Kita tentu geram dan ngeri ketika membaca berita dan laporan mengenai pemerkosaan. Contoh, data pengaduan yang diterima Komnas Perempuan menunjukkan, dari tahun 2015 s/d Agustus 2020 Komnas Perempuan menerima pengaduan terdapat 3 kasus pada  tahun 2015. Lalu 10 kasus di tahun 2016, 3 kasus di tahun 2017, 10 kasus di tahun 2018, dan pada tahun 2019 meningkat menjadi 15 kasus dan 10 kasus sampai Agustus 2020.

Laporan dari komnas perempuan terkait pelecehan seksual seharusnya dilihat sebagai puncak gunung es, karena umumnya cenderung tidak diadukan atau dilaporkan karena korban merasa malu. Penyebab lainnya karena tidak tersedianya mekanisme pengaduan, penanganan dan pemulihan korban. Tiga kejadian itu hanyalah contoh saja. Sesungguhnya, kejadian serupa sangatlah banyak dalam masyarakat kita.

Dengan membaca sejumlah berita tentang kasus pemerkosaan, kita seringkali marah, dan menuntut keadilan bagi semua pihak. Namun, persoalan ini tetap saja muncul, bahkan dengan tingkat brutalitas yang semakin mengerikan. Kita lantas bertanya-tanya, apa yang harus kita lakukan untuk menghentikan hal ini?

Pendekatan legalistik

Pendekatan legalistik adalah pendekatan kuno yang sering kita gunakan saat mendekati permasalahan kekerasan terhadap perempuan dan pemerkosaan.

Pendekatan kuno yang saya maksud adalah pendekatan dengan memberikan ancaman hukuman yang berat bagi pelaku. Meski begitu, pendekatan ini tidaklah mencukupi. Permasalahan kekerasan terhadap perempuan dan pemerkosa seakan tak pernah berhenti.

Hal ini karena pendekatan hukum selalu bersifat setelah kejadian, sehingga korban sudah menderita, baru pelaku bisa dihukum. Pendekatan ini jelas sudah terlambat.

Pendekatan legalistik semacam ini juga cenderung memaksa. Sedangkan, pada dasarnya, pemaksaan selalu mengundang pemberontakan. Semakin besar pemaksaan, semakin besar pula pemberontakan yang akan terjadi. Pendekatan legalistik, walaupun diperlukan, jelaslah tidak mencukupi.

Pendekatan Moralistik

Di sisi yang lain, kita juga cenderung mendekati permasalahan pemerkosaan dengan pendekatan moralistik. Artinya, kita memaksa perempuan untuk menutupi tubuhnya dengan alasan-alasan moral. Juga dengan berpijak pada moral, kita menghambat gerak perempuan, sehingga mereka, misalnya, tidak boleh pulang malam, atau berjalan kaki di daerah-daerah tertentu.

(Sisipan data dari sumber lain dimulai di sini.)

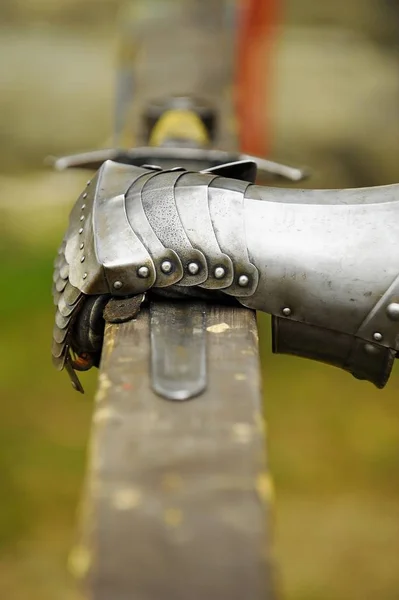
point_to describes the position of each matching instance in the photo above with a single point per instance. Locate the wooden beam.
(177, 493)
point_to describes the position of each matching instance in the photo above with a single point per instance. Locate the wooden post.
(177, 493)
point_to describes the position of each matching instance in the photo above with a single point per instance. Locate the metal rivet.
(220, 272)
(371, 349)
(393, 311)
(166, 266)
(193, 268)
(143, 272)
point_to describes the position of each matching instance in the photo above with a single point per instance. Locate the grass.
(333, 446)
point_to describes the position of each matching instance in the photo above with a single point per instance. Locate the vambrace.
(320, 262)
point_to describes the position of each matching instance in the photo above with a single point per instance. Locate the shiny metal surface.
(319, 258)
(142, 227)
(191, 196)
(159, 205)
(178, 349)
(226, 207)
(170, 156)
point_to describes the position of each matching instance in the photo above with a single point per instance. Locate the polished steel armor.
(322, 262)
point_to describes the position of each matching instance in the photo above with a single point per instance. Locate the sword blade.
(178, 349)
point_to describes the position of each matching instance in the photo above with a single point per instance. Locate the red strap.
(256, 30)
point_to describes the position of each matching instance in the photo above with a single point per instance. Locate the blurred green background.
(333, 441)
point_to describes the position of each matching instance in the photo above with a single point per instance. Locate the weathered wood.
(177, 493)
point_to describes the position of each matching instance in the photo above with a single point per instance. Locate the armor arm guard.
(321, 262)
(328, 274)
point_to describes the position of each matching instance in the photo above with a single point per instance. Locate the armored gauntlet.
(322, 263)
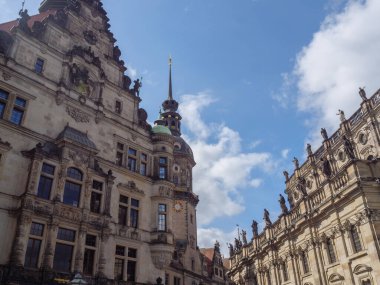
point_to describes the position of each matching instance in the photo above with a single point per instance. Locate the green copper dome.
(158, 129)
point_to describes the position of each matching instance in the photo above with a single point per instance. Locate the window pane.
(96, 199)
(20, 102)
(74, 173)
(123, 199)
(62, 257)
(97, 185)
(39, 65)
(131, 270)
(123, 215)
(132, 252)
(143, 169)
(32, 253)
(134, 202)
(2, 109)
(119, 269)
(134, 218)
(4, 95)
(16, 116)
(91, 240)
(44, 187)
(88, 261)
(48, 169)
(132, 151)
(66, 234)
(37, 229)
(120, 250)
(71, 194)
(131, 164)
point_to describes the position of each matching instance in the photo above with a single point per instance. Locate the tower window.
(39, 66)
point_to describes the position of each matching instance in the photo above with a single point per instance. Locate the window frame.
(74, 181)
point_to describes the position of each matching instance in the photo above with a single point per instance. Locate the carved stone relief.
(77, 114)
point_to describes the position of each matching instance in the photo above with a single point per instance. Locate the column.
(21, 239)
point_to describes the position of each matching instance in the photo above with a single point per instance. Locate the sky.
(256, 80)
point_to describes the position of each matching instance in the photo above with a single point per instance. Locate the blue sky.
(256, 79)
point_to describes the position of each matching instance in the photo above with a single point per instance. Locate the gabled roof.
(36, 18)
(73, 135)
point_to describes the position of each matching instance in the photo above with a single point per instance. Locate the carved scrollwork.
(77, 114)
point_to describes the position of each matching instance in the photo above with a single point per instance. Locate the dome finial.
(170, 95)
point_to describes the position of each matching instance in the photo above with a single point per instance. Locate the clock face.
(178, 206)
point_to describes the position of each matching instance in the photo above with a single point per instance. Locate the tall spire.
(170, 96)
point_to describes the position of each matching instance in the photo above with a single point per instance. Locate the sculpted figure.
(296, 163)
(255, 231)
(362, 94)
(231, 249)
(266, 218)
(341, 115)
(283, 206)
(286, 174)
(324, 134)
(326, 168)
(348, 148)
(244, 237)
(136, 87)
(308, 149)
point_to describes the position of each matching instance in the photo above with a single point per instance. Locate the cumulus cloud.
(222, 166)
(343, 55)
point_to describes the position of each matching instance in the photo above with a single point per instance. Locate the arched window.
(355, 239)
(305, 263)
(330, 251)
(73, 187)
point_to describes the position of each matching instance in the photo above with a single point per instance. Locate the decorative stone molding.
(131, 187)
(77, 114)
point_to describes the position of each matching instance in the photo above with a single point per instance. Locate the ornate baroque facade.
(330, 233)
(86, 184)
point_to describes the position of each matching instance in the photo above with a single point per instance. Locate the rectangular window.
(119, 269)
(131, 270)
(18, 111)
(39, 66)
(46, 181)
(117, 107)
(123, 214)
(4, 96)
(71, 194)
(91, 240)
(163, 168)
(330, 251)
(96, 199)
(62, 257)
(177, 280)
(355, 239)
(32, 253)
(66, 235)
(162, 217)
(88, 261)
(37, 229)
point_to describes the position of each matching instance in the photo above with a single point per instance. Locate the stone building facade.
(329, 234)
(86, 184)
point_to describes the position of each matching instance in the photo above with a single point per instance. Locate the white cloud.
(343, 55)
(222, 167)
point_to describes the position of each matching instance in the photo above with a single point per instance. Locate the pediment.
(361, 268)
(335, 277)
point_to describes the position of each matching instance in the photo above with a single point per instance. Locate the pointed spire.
(170, 95)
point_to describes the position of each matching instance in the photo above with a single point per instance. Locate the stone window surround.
(125, 155)
(10, 104)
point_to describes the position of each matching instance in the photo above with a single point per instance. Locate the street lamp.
(78, 279)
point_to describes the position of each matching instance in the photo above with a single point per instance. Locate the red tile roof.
(39, 17)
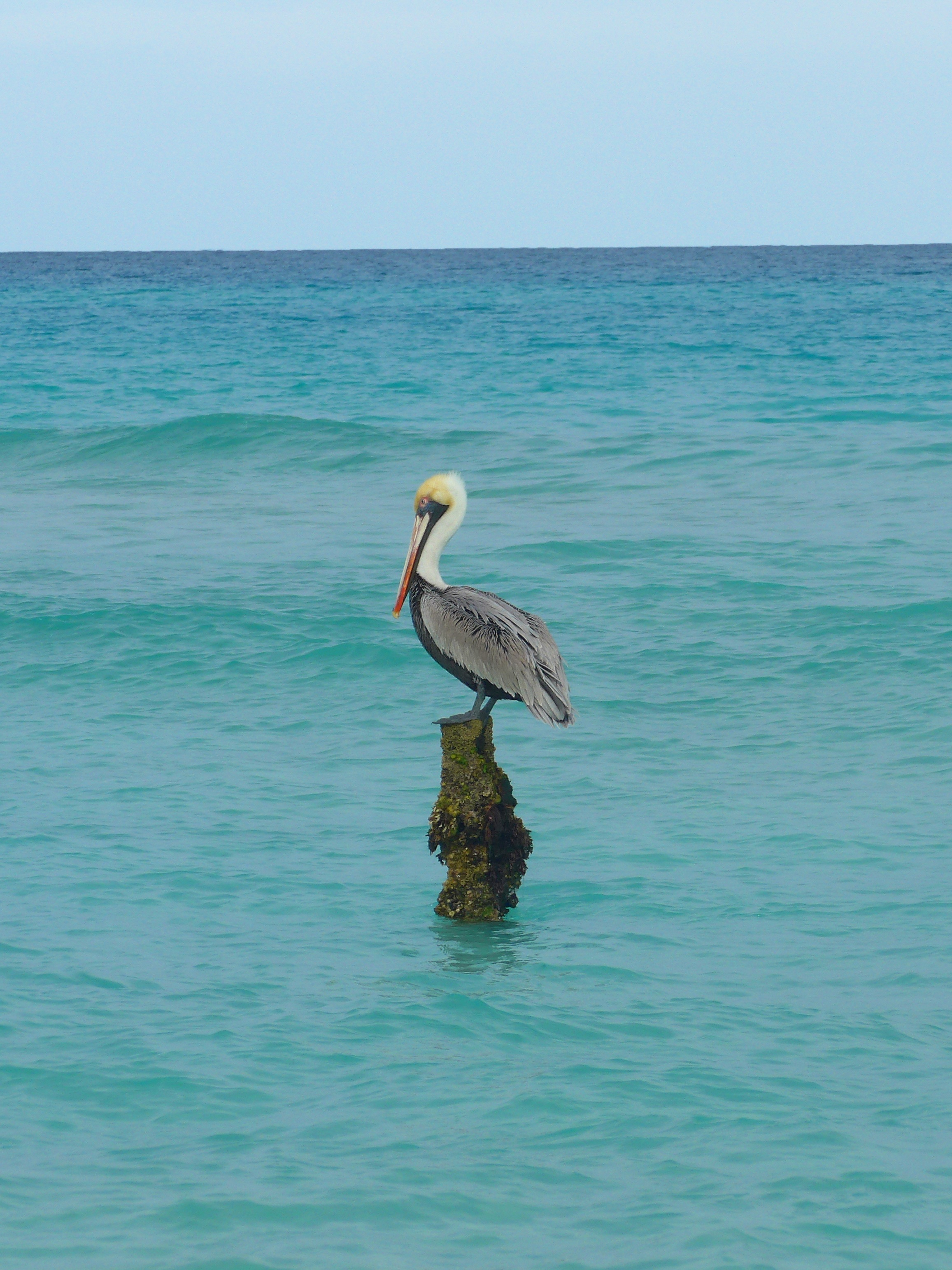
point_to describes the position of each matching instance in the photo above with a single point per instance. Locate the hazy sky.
(468, 124)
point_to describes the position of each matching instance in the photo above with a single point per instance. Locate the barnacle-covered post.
(474, 829)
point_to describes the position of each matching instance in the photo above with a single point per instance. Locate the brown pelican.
(496, 649)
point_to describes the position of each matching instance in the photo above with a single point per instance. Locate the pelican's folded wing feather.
(508, 648)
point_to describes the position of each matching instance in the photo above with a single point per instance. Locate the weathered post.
(474, 829)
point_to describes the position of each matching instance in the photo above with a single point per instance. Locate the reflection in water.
(471, 948)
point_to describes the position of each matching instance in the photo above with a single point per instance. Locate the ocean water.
(716, 1033)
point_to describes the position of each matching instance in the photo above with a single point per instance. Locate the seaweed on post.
(474, 829)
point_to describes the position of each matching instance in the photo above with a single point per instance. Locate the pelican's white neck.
(441, 534)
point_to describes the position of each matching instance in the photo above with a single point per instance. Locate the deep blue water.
(716, 1033)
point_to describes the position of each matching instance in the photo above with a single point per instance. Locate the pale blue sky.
(262, 124)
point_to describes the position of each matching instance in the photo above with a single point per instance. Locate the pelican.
(498, 651)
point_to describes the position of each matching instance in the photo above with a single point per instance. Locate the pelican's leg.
(470, 714)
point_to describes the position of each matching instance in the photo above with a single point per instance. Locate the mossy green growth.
(474, 830)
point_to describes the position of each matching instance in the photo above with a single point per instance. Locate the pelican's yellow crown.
(446, 488)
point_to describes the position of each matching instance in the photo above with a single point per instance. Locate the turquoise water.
(715, 1036)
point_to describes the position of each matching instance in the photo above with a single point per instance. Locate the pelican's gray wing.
(508, 648)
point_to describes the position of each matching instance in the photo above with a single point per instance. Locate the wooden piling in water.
(474, 830)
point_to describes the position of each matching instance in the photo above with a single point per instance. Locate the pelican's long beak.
(417, 540)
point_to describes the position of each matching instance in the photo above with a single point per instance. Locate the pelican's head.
(440, 501)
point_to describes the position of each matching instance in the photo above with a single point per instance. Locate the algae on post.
(474, 829)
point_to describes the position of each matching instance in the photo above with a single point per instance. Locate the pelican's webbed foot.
(479, 712)
(464, 718)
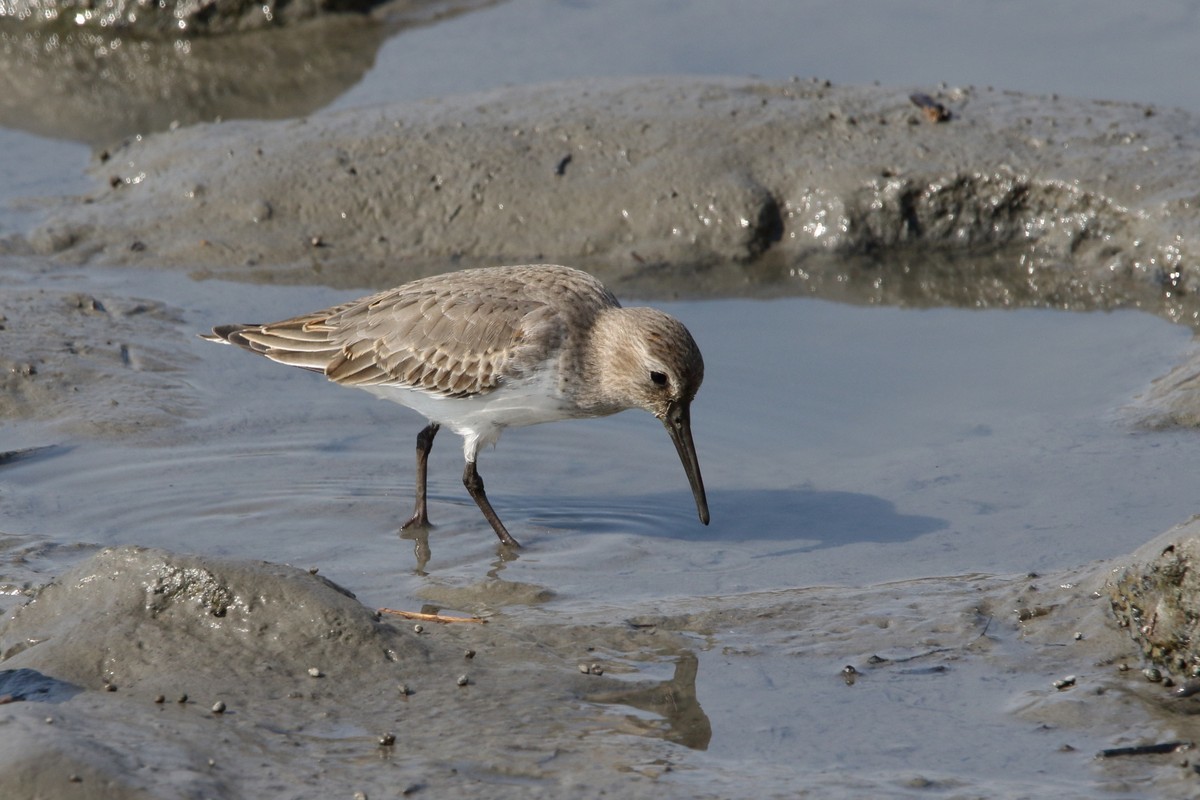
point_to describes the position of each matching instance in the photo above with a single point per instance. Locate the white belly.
(480, 419)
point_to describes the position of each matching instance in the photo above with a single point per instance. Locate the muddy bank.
(319, 696)
(84, 83)
(702, 187)
(172, 19)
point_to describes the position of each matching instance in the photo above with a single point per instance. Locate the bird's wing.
(449, 337)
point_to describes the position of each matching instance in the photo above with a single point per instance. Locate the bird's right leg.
(424, 445)
(474, 485)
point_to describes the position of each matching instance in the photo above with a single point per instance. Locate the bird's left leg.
(424, 445)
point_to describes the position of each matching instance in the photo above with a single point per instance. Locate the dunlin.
(486, 349)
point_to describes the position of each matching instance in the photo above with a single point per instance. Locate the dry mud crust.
(93, 364)
(121, 662)
(654, 181)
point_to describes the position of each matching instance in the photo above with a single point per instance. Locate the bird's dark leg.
(424, 445)
(474, 485)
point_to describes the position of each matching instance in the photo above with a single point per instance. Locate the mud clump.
(1156, 599)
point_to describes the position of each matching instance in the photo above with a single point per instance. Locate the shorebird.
(487, 349)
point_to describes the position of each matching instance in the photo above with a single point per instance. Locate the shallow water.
(839, 445)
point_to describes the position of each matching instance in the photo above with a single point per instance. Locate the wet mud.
(697, 188)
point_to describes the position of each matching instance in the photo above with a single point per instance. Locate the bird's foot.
(417, 521)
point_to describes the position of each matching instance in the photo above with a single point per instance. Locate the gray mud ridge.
(84, 82)
(111, 674)
(107, 366)
(175, 18)
(145, 643)
(703, 187)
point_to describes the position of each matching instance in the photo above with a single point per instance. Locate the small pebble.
(1065, 683)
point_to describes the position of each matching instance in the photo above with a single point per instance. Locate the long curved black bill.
(678, 425)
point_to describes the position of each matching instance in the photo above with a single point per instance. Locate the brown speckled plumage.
(492, 348)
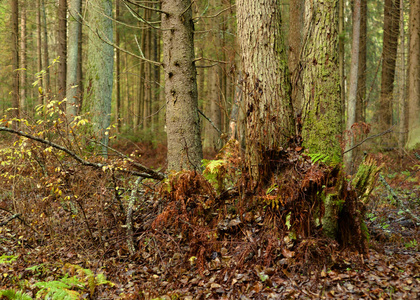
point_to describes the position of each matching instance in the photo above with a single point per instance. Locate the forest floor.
(64, 263)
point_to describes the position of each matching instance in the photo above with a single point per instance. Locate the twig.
(368, 138)
(9, 219)
(149, 173)
(398, 200)
(129, 219)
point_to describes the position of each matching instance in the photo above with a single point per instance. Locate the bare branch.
(149, 172)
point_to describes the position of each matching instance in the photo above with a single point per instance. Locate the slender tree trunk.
(23, 60)
(352, 100)
(72, 59)
(39, 46)
(295, 39)
(118, 68)
(414, 77)
(47, 82)
(361, 83)
(402, 95)
(100, 68)
(14, 22)
(389, 55)
(62, 48)
(267, 87)
(182, 120)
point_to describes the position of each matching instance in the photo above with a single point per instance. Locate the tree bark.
(72, 59)
(414, 77)
(62, 48)
(100, 68)
(321, 80)
(14, 22)
(267, 87)
(389, 55)
(354, 68)
(23, 60)
(182, 120)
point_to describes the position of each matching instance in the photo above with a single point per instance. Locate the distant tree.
(100, 63)
(389, 57)
(182, 119)
(414, 77)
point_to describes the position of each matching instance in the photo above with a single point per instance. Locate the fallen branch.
(148, 172)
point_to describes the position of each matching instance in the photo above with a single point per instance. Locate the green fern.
(15, 295)
(315, 157)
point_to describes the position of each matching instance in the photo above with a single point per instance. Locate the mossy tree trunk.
(270, 120)
(322, 103)
(182, 119)
(100, 68)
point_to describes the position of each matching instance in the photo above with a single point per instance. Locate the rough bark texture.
(354, 69)
(62, 48)
(182, 120)
(14, 22)
(23, 59)
(100, 67)
(321, 81)
(389, 56)
(414, 77)
(72, 58)
(322, 105)
(295, 37)
(269, 111)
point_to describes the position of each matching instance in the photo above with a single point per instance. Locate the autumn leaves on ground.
(73, 231)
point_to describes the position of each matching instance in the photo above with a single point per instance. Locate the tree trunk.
(118, 68)
(23, 60)
(14, 22)
(72, 59)
(322, 108)
(267, 88)
(295, 37)
(414, 77)
(182, 120)
(100, 68)
(321, 81)
(389, 55)
(46, 64)
(352, 100)
(62, 48)
(39, 46)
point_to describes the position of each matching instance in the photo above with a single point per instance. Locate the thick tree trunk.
(352, 100)
(14, 22)
(389, 55)
(267, 88)
(62, 48)
(322, 108)
(100, 68)
(321, 81)
(182, 120)
(72, 59)
(414, 77)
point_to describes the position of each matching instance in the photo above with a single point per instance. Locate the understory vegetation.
(76, 225)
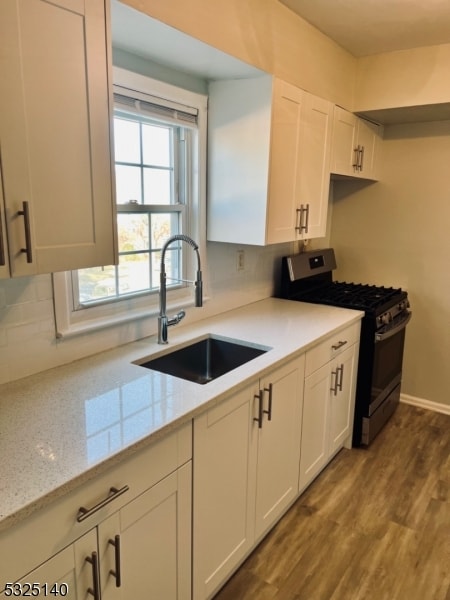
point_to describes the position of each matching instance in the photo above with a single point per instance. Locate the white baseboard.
(427, 404)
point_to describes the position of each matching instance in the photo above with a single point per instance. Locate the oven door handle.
(380, 337)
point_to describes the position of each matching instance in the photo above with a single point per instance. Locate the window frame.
(70, 321)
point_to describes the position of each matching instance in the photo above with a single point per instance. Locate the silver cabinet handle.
(306, 225)
(95, 589)
(298, 226)
(114, 493)
(338, 379)
(339, 344)
(334, 389)
(341, 377)
(2, 244)
(355, 158)
(302, 218)
(25, 213)
(259, 418)
(117, 571)
(361, 158)
(268, 412)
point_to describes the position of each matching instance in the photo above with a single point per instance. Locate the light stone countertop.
(62, 427)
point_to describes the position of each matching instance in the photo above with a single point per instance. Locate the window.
(159, 136)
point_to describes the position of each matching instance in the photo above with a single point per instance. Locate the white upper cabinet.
(269, 152)
(355, 145)
(55, 141)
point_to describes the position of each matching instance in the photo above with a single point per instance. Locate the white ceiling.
(141, 35)
(365, 27)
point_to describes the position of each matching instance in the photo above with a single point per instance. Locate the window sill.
(92, 325)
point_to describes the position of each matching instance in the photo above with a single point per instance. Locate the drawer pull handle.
(259, 418)
(95, 590)
(25, 213)
(339, 344)
(117, 572)
(2, 245)
(336, 386)
(341, 377)
(338, 379)
(84, 513)
(268, 412)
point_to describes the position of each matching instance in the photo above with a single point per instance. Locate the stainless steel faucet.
(163, 321)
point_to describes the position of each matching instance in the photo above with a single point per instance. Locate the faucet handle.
(177, 318)
(199, 290)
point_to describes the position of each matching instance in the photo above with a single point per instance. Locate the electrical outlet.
(240, 260)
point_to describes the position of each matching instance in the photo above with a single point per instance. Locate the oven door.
(388, 359)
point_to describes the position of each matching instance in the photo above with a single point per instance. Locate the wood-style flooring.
(375, 525)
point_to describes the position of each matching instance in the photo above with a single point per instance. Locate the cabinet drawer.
(26, 545)
(332, 346)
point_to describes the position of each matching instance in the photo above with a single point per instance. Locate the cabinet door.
(314, 178)
(224, 490)
(55, 134)
(369, 138)
(343, 401)
(344, 142)
(153, 542)
(279, 443)
(67, 574)
(314, 448)
(285, 145)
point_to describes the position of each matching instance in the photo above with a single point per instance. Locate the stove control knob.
(386, 318)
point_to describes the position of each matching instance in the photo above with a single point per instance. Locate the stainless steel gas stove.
(307, 277)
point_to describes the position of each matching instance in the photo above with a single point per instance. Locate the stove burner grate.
(354, 295)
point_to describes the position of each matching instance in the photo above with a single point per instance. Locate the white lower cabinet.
(246, 457)
(328, 404)
(67, 574)
(130, 544)
(145, 548)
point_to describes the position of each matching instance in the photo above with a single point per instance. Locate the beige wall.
(396, 232)
(405, 78)
(268, 35)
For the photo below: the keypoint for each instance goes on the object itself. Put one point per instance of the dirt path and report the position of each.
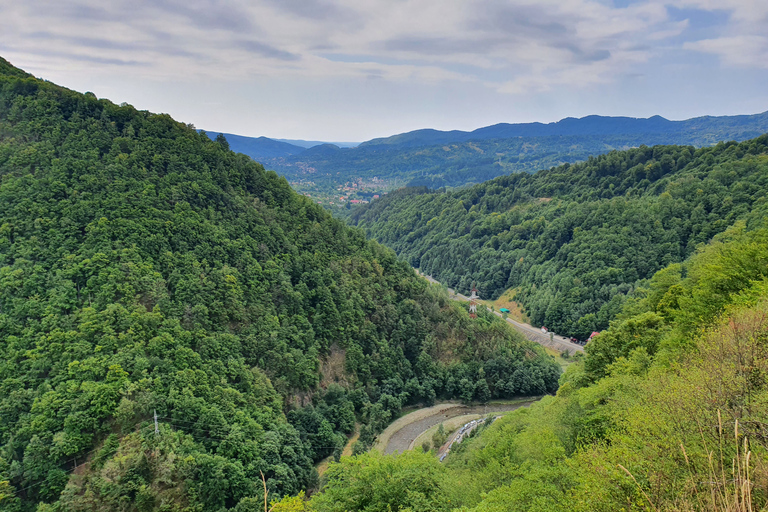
(412, 425)
(530, 332)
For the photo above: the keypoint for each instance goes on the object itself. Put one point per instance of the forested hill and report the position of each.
(573, 241)
(703, 130)
(146, 269)
(438, 159)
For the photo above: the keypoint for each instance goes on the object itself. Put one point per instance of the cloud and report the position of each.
(516, 46)
(266, 50)
(742, 50)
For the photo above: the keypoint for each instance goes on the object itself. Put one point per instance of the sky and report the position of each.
(352, 70)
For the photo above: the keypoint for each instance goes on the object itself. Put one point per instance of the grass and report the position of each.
(563, 362)
(506, 300)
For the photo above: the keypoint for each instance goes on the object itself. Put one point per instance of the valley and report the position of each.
(183, 330)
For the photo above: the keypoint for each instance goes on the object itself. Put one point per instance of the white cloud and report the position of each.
(405, 39)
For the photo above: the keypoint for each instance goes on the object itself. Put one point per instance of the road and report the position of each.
(401, 440)
(530, 332)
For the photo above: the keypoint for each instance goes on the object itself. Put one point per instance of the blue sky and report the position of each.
(351, 70)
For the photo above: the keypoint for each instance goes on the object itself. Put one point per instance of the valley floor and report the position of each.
(551, 340)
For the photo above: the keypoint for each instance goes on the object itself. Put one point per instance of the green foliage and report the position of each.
(144, 267)
(666, 412)
(575, 241)
(417, 159)
(373, 482)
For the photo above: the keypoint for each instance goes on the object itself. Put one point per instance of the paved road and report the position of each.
(556, 342)
(401, 440)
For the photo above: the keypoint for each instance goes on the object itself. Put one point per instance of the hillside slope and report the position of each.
(147, 271)
(666, 413)
(573, 241)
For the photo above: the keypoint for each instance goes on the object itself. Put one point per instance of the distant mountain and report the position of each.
(312, 143)
(727, 127)
(573, 241)
(259, 148)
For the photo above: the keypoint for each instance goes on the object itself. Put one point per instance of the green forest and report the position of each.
(667, 412)
(575, 241)
(457, 159)
(147, 272)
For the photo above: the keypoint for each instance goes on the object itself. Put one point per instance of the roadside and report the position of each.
(551, 340)
(402, 435)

Pada saat yang sama, kita tidak mendidik para pelaku, yang biasanya adalah pria, untuk mengenali dan mengelola dorongan-dorongan hasrat mereka.

Kita hanya sibuk dengan memberi himbauan-himbauan dan larangan-larangan moral yang biasanya bersifat agamis kepada mereka.

Tema seksualitas dan hasrat kenikmatan dijadikan tema tabu yang tak pernah dibahas. Ini jelas sebuah kesalahan besar.

Cara berpikir pemerkosa

Saat kita diperhadapkan dengan berbagai berita pemerkosaan. Ada satu pertanyaan yang sering kita ajukan. Pertanyaannya adalah apa yang ada di pikiran para pemerkosa itu?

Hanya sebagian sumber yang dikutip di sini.